If he makes more mistakes and costs goals, does that wreck his confidence? Does it break the trust the team has in him at present? It’s a big step from right-back in the Championship to centre-back for a club chasing the top four and only the manager and coaches, those who see his mindset and reactions every day, can possibly have an inkling of how he might recover (or otherwise) from the inevitable setbacks and mistakes that he will make if played in the middle at this stage.

It is irrelevant, though, because there apparently needs to be a cataclysmic, seismic or quite possibly Earthlife-threatening sea-change to occur for Martin Skrtel to be moved out of the centre-back slots. Lovren has been awful, yes, but it’s debatable whether the Reds’ long-serving No. 37 is just behind or just ahead in the obvious error stakes, and presumably it’s the right side of the centre-backs that Gomez would operate in.

Pic by David Rawcliffe/Propaganda)

Of more relevance is whether Gomez deserves to be turfed out of the team, not because of poor performances but simply because the team will benefit more without him? Where does the line get drawn for changes due to player performances and changes due to overall team improvement? On the one hand it’s fine to make an alteration, even with a player performing well, if it will tactically benefit the team—but what about not changing others who have been playing worse?

It’s a tricky situation for Rodgers to judge, made a little easier by the fact that Gomez is younger and ergo more expendable, from a “hurt ego” point of view.

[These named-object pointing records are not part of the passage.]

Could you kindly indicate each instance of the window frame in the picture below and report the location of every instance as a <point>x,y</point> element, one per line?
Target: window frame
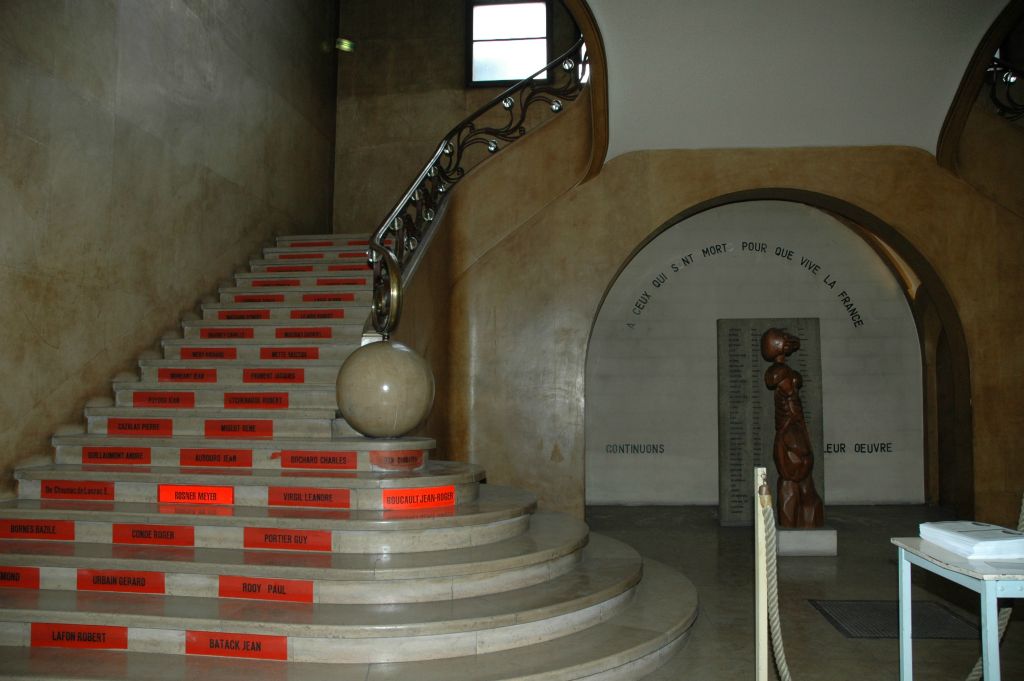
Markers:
<point>470,4</point>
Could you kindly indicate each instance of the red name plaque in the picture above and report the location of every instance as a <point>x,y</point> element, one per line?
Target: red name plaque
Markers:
<point>135,582</point>
<point>188,375</point>
<point>415,498</point>
<point>290,540</point>
<point>300,256</point>
<point>328,297</point>
<point>153,535</point>
<point>244,314</point>
<point>209,353</point>
<point>195,494</point>
<point>255,400</point>
<point>289,353</point>
<point>93,490</point>
<point>317,314</point>
<point>59,530</point>
<point>100,637</point>
<point>295,591</point>
<point>144,427</point>
<point>259,298</point>
<point>162,399</point>
<point>301,459</point>
<point>237,428</point>
<point>397,460</point>
<point>273,376</point>
<point>290,268</point>
<point>304,332</point>
<point>117,455</point>
<point>208,333</point>
<point>216,457</point>
<point>310,497</point>
<point>13,577</point>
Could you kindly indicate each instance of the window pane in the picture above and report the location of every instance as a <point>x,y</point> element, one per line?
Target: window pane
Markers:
<point>522,19</point>
<point>508,59</point>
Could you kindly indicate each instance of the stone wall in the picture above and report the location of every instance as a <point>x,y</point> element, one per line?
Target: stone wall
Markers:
<point>146,149</point>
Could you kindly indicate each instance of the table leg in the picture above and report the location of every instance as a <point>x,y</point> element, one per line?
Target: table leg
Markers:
<point>989,632</point>
<point>905,644</point>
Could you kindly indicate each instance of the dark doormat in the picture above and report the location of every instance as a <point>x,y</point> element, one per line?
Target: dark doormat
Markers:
<point>880,619</point>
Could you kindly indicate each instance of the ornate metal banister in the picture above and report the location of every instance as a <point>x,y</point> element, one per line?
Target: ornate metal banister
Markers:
<point>395,243</point>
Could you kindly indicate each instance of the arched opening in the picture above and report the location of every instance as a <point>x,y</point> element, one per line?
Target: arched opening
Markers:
<point>944,449</point>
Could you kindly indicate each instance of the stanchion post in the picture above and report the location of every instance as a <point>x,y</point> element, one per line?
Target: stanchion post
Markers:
<point>760,580</point>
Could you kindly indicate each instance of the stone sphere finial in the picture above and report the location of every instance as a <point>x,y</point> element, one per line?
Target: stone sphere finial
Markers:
<point>385,389</point>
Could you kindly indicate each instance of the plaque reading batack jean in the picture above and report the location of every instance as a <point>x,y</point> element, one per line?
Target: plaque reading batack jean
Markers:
<point>745,409</point>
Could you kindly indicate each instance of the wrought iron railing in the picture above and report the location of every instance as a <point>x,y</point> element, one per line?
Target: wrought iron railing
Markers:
<point>1007,91</point>
<point>396,243</point>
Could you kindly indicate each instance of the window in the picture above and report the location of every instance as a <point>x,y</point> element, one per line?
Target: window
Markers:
<point>508,41</point>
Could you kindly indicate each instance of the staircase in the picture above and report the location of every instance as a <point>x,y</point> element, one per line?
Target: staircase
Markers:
<point>217,520</point>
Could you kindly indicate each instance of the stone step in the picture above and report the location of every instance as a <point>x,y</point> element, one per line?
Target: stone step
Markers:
<point>333,455</point>
<point>496,515</point>
<point>437,484</point>
<point>308,264</point>
<point>597,589</point>
<point>339,277</point>
<point>272,350</point>
<point>169,373</point>
<point>298,295</point>
<point>260,330</point>
<point>285,393</point>
<point>548,548</point>
<point>322,241</point>
<point>285,310</point>
<point>215,423</point>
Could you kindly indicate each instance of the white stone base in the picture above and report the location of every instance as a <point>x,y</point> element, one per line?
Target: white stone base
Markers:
<point>807,542</point>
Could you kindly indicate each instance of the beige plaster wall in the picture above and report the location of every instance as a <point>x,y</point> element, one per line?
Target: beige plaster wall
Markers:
<point>146,149</point>
<point>524,306</point>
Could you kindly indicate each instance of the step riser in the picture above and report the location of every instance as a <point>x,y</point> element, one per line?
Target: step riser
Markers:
<point>221,430</point>
<point>97,577</point>
<point>293,330</point>
<point>175,398</point>
<point>272,372</point>
<point>330,457</point>
<point>209,490</point>
<point>273,355</point>
<point>265,643</point>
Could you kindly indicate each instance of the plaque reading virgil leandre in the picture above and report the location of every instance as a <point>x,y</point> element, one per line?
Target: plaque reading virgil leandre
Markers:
<point>745,409</point>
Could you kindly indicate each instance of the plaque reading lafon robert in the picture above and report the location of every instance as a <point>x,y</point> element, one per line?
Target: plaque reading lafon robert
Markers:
<point>745,417</point>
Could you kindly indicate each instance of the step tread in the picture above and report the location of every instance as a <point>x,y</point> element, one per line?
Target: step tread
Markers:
<point>662,613</point>
<point>549,536</point>
<point>439,472</point>
<point>605,572</point>
<point>495,504</point>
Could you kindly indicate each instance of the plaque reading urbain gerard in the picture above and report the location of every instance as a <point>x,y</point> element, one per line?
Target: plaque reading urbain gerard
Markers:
<point>745,419</point>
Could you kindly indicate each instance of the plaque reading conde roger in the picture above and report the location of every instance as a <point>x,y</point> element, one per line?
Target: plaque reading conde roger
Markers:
<point>745,419</point>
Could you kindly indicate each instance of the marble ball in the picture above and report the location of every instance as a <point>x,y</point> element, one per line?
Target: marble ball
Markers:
<point>385,389</point>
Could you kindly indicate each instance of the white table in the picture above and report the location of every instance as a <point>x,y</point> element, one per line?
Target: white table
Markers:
<point>990,580</point>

Should that matter? Probably not. Does it, in the real world? Almost certainly yes.

Steven Gerrard has been consistent about his effusive praise for Rodgers as a man manager. There is precious little evidence of the squad “playing for him” this season, but this is another test in that regard all the same: drop a senior? Drop a young, unestablished new signing? Or do nothing at all, again?


Threes and Fours

Gomez to centre-back and Moreno to left-back isn’t the only way to play both in the team, of course. Rodgers has been utilising Moreno as a late sub on the left side of midfield or attack, ahead of Gomez, and that’s a potential route into the team for the Spaniard too.

Either way, Liverpool need an outlet not just down the flank, but all the way into the final third.

MANCHESTER, ENGLAND - Saturday, September 12, 2015: Liverpool's Danny Ings in action against Manchester United during the Premier League match at Old Trafford. (Pic by David Rawcliffe/Propaganda)

The ridiculousness of playing Roberto Firmino and Danny Ings out wide only begs further questions of why no additional (natural) wide talents were targeted in summer if 4-3-3 (and variations) was the intended system, while Adam Lallana‘s fitness remained questionable and both Raheem Sterling and Lazar Markovic were allowed to leave.

Jordon Ibe is the only other real wide player so is Moreno so far down in Rodgers’ estimations that he is not even a consideration to start as an extra threat from the flanks?

Moreno isn’t just a supply line with crosses from deep. He plays to link triangles between himself, the forward and an inside midfielder, he looks to hit the byline and work short-range cut-backs and near-post crosses. How many times early on last season, and just after the 3-4-2-1 came into play, was Moreno seen bursting past the opposition defence and pulling back the ball? Now he has a real target to aim for in Benteke. At present, that type of service to the new No. 9 simply doesn’t exist.

In a diamond midfield system, Moreno is the optimal left-back. He’ll provide width and penetration, real offensive intent, while the hard-working likes of James Milner, Joe Allen or Jordan Henderson fill in behind when necessary. In a 4-3-3, the option is there to play Moreno instead of Gomez — or ahead of him.

Either way, what Liverpool are doing so far simply isn’t working, not in the way they need it to. Moreno should be one of the first who now gets the chance to come in and offer up a new threat in attack and determination in defence— and just maybe he can help be the catalyst for change as Liverpool seek to get back to some semblance of effective play at both ends of the field.